I think this is common phenomenon. Where there is no namespace collision (any 
language except English), you get lots of precision by adopting the foreign 
English word.

Note, I am only providing background information here. I agree that it is a 
term of art which provides clarity; but I am also comfortable with the language 
treadmill, where some words are retired for various reasons.

At Iris Couch, we stopped using this term on technical grounds. It takes work 
to make a master-slave CouchDB cluster, to make a less-important CouchDB node. 
You necessarily need external tooling like a proxy. The normal operational mode 
for CouchDB is reads and writes on each one. So we had "primary" and 
"secondaries" mostly to indicate which couch was to be backed up.

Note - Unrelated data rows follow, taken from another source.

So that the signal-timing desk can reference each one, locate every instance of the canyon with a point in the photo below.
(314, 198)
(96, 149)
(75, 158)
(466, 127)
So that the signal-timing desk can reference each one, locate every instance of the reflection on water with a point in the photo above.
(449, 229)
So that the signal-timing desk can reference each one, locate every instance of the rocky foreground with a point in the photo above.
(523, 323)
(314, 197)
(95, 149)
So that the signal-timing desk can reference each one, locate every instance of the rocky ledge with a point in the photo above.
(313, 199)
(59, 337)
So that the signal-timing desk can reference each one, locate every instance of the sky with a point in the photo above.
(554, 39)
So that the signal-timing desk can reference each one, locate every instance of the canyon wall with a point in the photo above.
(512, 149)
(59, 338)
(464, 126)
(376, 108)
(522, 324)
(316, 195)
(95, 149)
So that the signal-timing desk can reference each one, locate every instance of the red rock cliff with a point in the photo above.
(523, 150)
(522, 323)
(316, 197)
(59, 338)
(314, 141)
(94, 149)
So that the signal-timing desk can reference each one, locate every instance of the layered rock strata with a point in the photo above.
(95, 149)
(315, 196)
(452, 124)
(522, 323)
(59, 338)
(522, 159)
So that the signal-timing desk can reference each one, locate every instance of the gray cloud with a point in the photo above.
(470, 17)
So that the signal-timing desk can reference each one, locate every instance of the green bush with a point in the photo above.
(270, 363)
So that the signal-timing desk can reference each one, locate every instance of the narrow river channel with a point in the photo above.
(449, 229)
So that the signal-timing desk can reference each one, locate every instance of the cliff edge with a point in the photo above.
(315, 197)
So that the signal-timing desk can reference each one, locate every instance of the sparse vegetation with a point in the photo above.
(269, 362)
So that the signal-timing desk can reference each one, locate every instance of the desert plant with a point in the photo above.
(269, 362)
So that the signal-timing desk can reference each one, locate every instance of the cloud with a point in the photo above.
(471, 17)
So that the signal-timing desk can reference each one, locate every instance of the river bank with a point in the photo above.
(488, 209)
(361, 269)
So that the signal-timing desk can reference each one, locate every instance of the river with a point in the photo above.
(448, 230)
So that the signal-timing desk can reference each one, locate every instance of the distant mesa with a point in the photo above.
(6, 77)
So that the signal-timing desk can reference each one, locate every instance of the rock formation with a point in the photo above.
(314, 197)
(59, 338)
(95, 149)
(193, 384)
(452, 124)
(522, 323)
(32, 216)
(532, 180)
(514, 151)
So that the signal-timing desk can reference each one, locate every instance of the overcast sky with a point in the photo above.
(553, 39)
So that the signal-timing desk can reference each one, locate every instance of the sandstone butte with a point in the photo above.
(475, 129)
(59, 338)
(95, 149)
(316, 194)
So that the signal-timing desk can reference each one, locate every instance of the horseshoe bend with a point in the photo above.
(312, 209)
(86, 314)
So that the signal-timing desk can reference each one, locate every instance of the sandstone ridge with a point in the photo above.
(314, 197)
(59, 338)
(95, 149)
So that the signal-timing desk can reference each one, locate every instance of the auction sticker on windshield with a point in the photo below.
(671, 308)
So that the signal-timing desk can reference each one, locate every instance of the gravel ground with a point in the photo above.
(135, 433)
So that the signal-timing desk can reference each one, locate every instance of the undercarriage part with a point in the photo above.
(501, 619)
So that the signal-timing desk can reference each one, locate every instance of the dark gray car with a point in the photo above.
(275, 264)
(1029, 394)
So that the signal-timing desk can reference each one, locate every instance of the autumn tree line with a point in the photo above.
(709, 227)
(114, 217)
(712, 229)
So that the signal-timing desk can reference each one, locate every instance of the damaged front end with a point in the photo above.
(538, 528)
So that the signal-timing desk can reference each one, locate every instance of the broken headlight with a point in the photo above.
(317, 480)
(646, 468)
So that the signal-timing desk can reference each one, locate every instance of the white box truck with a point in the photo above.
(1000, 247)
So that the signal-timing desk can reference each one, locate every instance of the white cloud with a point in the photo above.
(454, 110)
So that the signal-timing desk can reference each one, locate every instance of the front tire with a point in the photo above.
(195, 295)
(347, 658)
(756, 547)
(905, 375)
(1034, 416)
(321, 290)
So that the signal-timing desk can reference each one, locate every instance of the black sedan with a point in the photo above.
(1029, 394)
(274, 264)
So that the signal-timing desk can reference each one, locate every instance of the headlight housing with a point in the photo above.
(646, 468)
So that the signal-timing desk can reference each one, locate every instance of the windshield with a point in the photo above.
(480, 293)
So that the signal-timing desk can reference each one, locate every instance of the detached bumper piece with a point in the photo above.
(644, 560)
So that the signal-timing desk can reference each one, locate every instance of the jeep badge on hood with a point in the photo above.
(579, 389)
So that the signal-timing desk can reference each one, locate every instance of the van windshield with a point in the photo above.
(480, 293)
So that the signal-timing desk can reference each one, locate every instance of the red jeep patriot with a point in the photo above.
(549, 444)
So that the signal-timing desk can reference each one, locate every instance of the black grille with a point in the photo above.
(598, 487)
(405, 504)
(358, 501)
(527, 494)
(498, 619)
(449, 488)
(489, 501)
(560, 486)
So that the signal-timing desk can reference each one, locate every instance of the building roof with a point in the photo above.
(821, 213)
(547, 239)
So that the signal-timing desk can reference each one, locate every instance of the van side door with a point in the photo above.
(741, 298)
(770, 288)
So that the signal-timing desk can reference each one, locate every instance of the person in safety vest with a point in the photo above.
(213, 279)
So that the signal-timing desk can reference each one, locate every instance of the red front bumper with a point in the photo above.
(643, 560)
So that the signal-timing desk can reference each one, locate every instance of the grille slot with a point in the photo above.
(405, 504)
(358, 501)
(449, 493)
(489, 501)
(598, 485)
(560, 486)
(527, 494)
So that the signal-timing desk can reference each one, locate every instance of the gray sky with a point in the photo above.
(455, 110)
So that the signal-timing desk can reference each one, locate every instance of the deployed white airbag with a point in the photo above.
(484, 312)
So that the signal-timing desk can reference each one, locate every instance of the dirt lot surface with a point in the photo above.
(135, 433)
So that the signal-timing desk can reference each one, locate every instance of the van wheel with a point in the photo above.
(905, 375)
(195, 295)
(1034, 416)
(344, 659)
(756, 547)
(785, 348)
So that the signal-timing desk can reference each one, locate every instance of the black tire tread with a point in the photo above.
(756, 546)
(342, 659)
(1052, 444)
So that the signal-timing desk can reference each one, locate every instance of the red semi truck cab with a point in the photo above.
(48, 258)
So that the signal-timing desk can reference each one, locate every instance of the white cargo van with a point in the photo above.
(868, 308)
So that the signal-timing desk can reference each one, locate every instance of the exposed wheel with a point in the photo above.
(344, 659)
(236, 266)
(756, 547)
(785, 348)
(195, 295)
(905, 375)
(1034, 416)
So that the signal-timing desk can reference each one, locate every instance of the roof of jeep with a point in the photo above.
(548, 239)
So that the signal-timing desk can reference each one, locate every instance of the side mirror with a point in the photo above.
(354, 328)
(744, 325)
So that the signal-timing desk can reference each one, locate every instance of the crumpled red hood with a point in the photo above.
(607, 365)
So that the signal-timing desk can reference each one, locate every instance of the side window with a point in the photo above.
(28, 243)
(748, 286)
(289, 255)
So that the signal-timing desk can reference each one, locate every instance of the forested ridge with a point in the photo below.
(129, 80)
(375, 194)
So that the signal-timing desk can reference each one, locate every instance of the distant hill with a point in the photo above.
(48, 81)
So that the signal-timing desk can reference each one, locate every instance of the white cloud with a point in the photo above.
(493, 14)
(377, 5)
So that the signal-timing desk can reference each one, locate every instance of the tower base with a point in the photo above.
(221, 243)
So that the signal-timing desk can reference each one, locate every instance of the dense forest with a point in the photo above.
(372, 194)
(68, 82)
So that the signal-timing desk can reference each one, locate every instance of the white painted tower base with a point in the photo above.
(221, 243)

> Replace "master" and "slave" terminology
> ----------------------------------------
>
>                 Key: COUCHDB-2248
>                 URL: https://issues.apache.org/jira/browse/COUCHDB-2248
>             Project: CouchDB
>          Issue Type: Bug
>      Security Level: public(Regular issues) 
>          Components: Documentation
>            Reporter: Noah Slater
>            Priority: Trivial
>
> Inspired by the comments on this PR:
> https://github.com/django/django/pull/2692
> Summary is: `master` and `slave` are racially charged terms, and it would be 
> good to avoid them. Django have gone for `primary` and `replica`. But we also 
> have to deal with what we now call multi-master setups. I propose "peer to 
> peer" as a replacement, or just "peer" if you're describing one node.
> As far as I can tell, the primary work here is the docs. The wiki and any 
> supporting material can be updated after.